Space, or any kind of exploration for that matter, has always been a risky business. In the past, government has been good at taking on risky business. But lately, the zeitgeist of safety and security takes priority over all other concerns murdering the zeitgeist of innovation, risk taking and liberty. Safety and security is boring and stifling, which then generates a rebellious mood amongst youth who have been blinded to other options, so they launch futile protests against things and persons they don't understand. The safety and security mind-set leads to the regulation mentality that leads toward autocratic government and ends liberty. Forget risk taking. Persons who take risks are punished under autocratic systems, if they can obtain the where with all to even imagine taking any risks. Too much regulation which always includes reams of poorly written and poorly thought-out law by people ignorant of the fields they are trying to regulate stops innovation.
The last moon launch was canceled because the zeitgeist had shifted. It didn't matter that the money had already been spent, that if the launch didn't go through it would be wasted. Even though the way the money had been used was ostensibly the point, it really wasn't. The objective was change and power. While the zeitgeist that ruled during our quest for the moon may have had its problems, no zeitgeist of any era is perfect, I prefer it to the soft, whining zeitgeist that reigns now. The present ruling mood, an offspring of the one that shut down the last moon launch, has underlying it, not just ignorance, but an inherent lack of wisdom, which is worse than ignorance. These people don't understand where their food comes from; they don't understand what it takes to be free and they don't understand where prosperity comes from. For some unaccountable reason they seem to think prosperity is evil and that somehow, even though prosperity is evil, they will have pleasant lives without it. Too many have become a bunch of babies whining for their bottles.
"Where there is no revelation, the people cast off restraint; but blessed is he who keeps the law (God's Law)," Proverbs 29:18.
Hosea 4:6, "My people are destroyed from lack of knowledge."
Rather than taking risks in areas where it could do the culture good, the push is toward willful rejection of the familial, political and cultural structures that have been built over the course of 2000 years. Without a comprehensive understanding of why those systems, values, mores and methods were constructed in the first place, this course is not only stupid, but far more dangerous to the culture than the sorts of risks human beings used to take all the time, risks which governments so thoroughly strive to protect us from now. Casting off social restraint, tearing down the old ways and replacing them with disastrous new ones will make a society incapable of innovation and advancement. Few kids from broken homes or raised by almost exclusively by women alone become the sort of adults who generate innovation, scientific advancement and exploration. They have to spend their lives sorting through the basics of living--if they get that far. Reflecting the rebellious, underlying attitude all people gravitate toward, government breaks its own laws on a daily basis and practice arbitrary law enforcement according to some bureaucrat's whim further punishing innovators and risk takers. And, because so many of the people who are making the most noise, or rather, listened to so thoroughly by the press (and this shows the wisdom of the press), lack wisdom, they are inviting destruction upon themselves and the rest of us if we can't stop the slide into dependency, ignorance and poverty.

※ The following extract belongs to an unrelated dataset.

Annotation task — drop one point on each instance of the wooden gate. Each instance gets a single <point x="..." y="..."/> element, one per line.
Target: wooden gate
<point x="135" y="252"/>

The spaceport in New Mexico is a step forward even in the midst of this era of whining, diapered babies. Someone had vision--Governor Richardson and Richard Branson and Burt Rutan and all those who've played a role in this adventure into space. This effort sends a huge message of hope which the press in their typically near-sighted way has largely overlooked. Diapered, whining babies have no big dreams, they have no grand vision. Their dreams are small and their vision is petty. The main things they seem to want are student loan forgiveness, expanded welfare, more months of unemployment, free healthcare and the collapse of capitalism, though they actually have no idea what results that collapse would entail for persons like themselves who don't know how to work, don't know how to farm and have no useful skills. Small dreams lead to small accomplishments, they can do nothing more.
Chaos seems to loom on the horizon. But in the midst of chaos is also great opportunity, therefore, anyone who has a great vision and big dreams may have to be more creative, but the chance for huge achievement is available. The spaceport and the sub-orbital ships that will be launched there are steps in that direction.